Edited by a LoveShack.org Moderator
Posted

From what I read this girl has been totally honest with you. She hasn't tried to hide who she is. You dump her sort of and she's emotional so you grow closer to her? I don't think you realise that you are playing with this girl's feelings. ignoring her texts will only make her emotional problems worse. If you don't want her let her go, do it sooner rather than later for her sake

  • Author
Posted
From what I read this girl has been totally honest with you. She hasn't tried to hide who she is. You dump her sort of and she's emotional so you grow closer to her? I don't think you realise that you are playing with this girl's feelings. ignoring her texts will only make her emotional problems worse. If you don't want her let her go, do it sooner rather than later for her sake

 

I understand what youre saying, at the same time, she wasn't completely honest until I kinda called her out on it, which yeah, I do know its not an easy thing to talk about. I haven't been ignoring her texts, I get a text saying something, but I don't always respond, why?
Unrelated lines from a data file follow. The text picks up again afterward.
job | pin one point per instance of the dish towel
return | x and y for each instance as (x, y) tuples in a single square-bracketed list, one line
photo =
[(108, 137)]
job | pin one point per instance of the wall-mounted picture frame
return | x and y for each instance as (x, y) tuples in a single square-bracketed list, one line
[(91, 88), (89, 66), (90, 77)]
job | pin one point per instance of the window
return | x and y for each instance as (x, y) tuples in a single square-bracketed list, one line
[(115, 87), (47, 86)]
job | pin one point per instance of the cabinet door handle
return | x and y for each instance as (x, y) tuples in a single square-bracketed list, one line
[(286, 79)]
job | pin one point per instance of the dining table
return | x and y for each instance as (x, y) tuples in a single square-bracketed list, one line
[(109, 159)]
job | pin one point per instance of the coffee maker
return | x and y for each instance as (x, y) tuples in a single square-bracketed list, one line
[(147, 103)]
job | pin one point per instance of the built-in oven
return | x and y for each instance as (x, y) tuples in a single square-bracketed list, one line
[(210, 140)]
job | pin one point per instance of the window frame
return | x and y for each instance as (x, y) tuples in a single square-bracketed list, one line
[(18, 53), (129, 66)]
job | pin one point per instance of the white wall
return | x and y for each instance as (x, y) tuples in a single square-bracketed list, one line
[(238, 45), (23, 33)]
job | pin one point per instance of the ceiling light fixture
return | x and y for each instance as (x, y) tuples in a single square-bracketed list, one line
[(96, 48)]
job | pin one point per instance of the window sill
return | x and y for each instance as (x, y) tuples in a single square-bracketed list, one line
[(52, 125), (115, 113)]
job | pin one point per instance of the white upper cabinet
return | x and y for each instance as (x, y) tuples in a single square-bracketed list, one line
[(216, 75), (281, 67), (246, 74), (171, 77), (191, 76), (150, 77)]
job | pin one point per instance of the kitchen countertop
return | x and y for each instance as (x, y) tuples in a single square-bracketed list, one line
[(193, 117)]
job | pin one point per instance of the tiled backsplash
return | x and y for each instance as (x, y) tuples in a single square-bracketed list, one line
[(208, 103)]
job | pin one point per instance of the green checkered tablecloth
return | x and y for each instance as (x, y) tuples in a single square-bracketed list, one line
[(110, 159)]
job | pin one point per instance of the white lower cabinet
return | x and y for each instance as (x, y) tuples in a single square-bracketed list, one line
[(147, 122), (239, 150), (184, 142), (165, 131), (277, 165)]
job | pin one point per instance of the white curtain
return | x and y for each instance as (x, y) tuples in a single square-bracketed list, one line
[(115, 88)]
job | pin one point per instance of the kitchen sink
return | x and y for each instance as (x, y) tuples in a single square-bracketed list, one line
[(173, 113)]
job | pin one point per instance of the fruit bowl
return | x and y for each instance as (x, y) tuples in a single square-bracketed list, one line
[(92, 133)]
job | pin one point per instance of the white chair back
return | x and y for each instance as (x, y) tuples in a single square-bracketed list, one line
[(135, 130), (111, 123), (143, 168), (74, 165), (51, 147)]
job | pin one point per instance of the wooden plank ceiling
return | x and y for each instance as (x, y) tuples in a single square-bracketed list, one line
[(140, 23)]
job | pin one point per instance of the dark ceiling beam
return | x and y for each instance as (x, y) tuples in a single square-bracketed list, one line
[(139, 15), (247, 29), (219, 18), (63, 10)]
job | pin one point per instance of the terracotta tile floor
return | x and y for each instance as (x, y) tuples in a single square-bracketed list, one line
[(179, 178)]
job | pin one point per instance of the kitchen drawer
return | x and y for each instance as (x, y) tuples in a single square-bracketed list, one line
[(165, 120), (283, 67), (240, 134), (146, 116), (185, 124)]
I am busy, I have a very busy job, and I need time to relax as well. Then when I do happen to reply with something such as a one liner, she seems to automatically think something is wrong.. I feel in some ways that im getting smothered. Unfortunately, it wasn't her emotions that brought me closer to her.. but it was mine. When I was semi-breaking up with her, I was telling her what I needed to, but I found myself being the one getting upset. Besides the fact that she was stoned out of her mind... she was very apathetic in taking it, but I do know it affected her as well.Unfortunately, I don't know what to do. I feel like by being with her, she might not make progress for herself which she desperately needs (she seems to have a good head on her shoulders, but doesn't do anything about it).

 

Im going to give it the weekend at least to see how things will work out, but any other advice is welcomed.